E.3 WHETHER JS DIVERGENCE RELATES TO INTERPRETABILITY?

It's worth discussing whether the JS Divergence can evaluate the model interpretability. To address this, in Fig. 9 , we display the relationship between JS Divergence and the label accuracy predicted by explicit concepts on CUB and its three variants. Each point in the figure represents a concrete bird identification. Looking from an overall perspective it is apparent that the JS Divergence is generally larger when more concepts are discarded, which indicates that the interpretability is weakened when concepts are insufficient. This phenomenon demonstrates that the JS Divergence is an effective metric to evaluate the model interpretability. In short, DCBM cannot give explanations for all data points with insufficient concepts and it is also impossible for other models. However, DCBM can give accurate predictions for data via explicit/implicit parts and meanwhile judge whether the model decision for this data point can be interpreted by given concepts via JS Divergence.
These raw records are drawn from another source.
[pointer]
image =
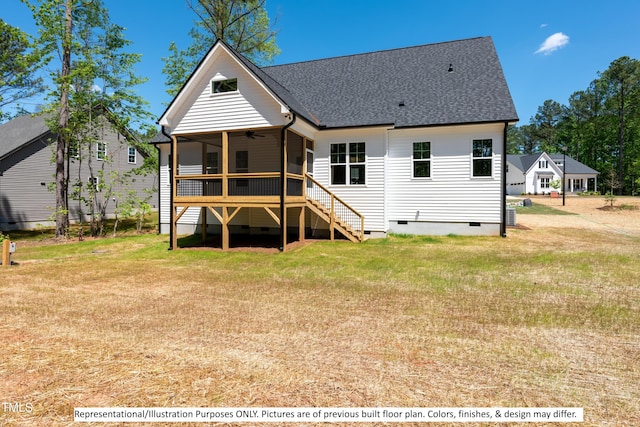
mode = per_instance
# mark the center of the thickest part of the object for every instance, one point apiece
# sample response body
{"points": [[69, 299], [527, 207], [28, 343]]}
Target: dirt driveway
{"points": [[591, 213]]}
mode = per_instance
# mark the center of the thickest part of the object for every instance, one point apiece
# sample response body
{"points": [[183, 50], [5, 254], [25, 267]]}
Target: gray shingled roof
{"points": [[367, 89], [573, 166], [20, 131], [437, 84]]}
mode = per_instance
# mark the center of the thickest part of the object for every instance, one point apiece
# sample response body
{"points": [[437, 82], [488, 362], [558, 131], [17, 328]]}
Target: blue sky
{"points": [[548, 49]]}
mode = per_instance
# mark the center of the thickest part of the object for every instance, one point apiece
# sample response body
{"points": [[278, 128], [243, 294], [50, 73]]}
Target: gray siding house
{"points": [[27, 172]]}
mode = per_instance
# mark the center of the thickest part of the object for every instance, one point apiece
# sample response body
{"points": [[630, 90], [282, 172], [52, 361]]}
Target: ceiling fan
{"points": [[252, 135]]}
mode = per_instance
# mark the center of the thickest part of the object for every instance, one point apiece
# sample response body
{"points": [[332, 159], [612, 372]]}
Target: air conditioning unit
{"points": [[511, 217]]}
If the answer is yes, DCBM will give the corresponding interpretation.

E.4 WHY DOES THE LABEL ACCURACY OF IMP-DCBM RISE FIRST AND THEN FALL?

It's intuitive that with the increase of the weight of JS Divergence β, explicit concepts have a greater impact on label learning, and thus, implicit ones are supposed to be less informative about labels; however, we fail to see such intuition in Fig. 6 (a-c, e ) and find the label accuracy of IMP-DCBM rises first and then falls precipitously. To illustrate this counterintuitive phenomenon, we present some detailed information in Fig. 10 .Actually, by increasing β, the distribution of explicit outputs can be forced to be similar to the sum of explicit and implicit outputs, which leads to two consequences: 1) the implicit outputs become similar to the explicit ones; 2) the implicit outputs tend to 0. Under this perspective, we use the JS Divergence of explicit and implicit outputs in Fig. 10 (a) to illustrate the former and the Mean Absolute Value (MAV) of implicit outputs in Fig. 10 (b) to illustrate the latter. Looking first of all at CUB in Fig. 10 (a), the JS Divergence keeps stable from 0.0 to 0.1, so it's reasonable for the label accuracy of IMP-DCBM rises together with EXP-DCBM, but it finally drops because the JS Divergence surges. By comparison, there's little rise in the label accuracy of IMP-DCBM when β changes from 0.0 to 0.1 on CUB%10, though an obvious decline of JS Divergence exists on CUB%10. The reason is that due to the low accuracy of EXP-DCBM, the approximation to explicit outputs cannot result in a better label accuracy for IMP-DCBM. These observations are consistent with that shown in Fig. 6 . Moreover, in Fig. 10 (b), the MAV of implicit concepts also converges to 0 as expected.

E.5 HOW MUCH CAN THE DECOUPLING NETWORK REDUCE MI?

In this section, we evaluate the decrease of MI between the explicit/implicit concepts with the help of decoupling neural network. Followed by the setting in the above experiments, we utilize neural MI estimation (Belghazi et al., 2018) to approximate the MI. In detail, we calculate original MI, i.e., MI(ĉ; c), and the decoupled one, i.e., MI(ĉ; c -f DEC (ĉ)) on CUB and its three variants for both β = 0.01 and β = 1 (see Fig. 11 (a-b)). Except for CUB%10, we can see a significant decline in MI on the other three datasets. One possible reason is that the number of concepts is too small, and thus, the decoupling network has limited room for reducing the MI.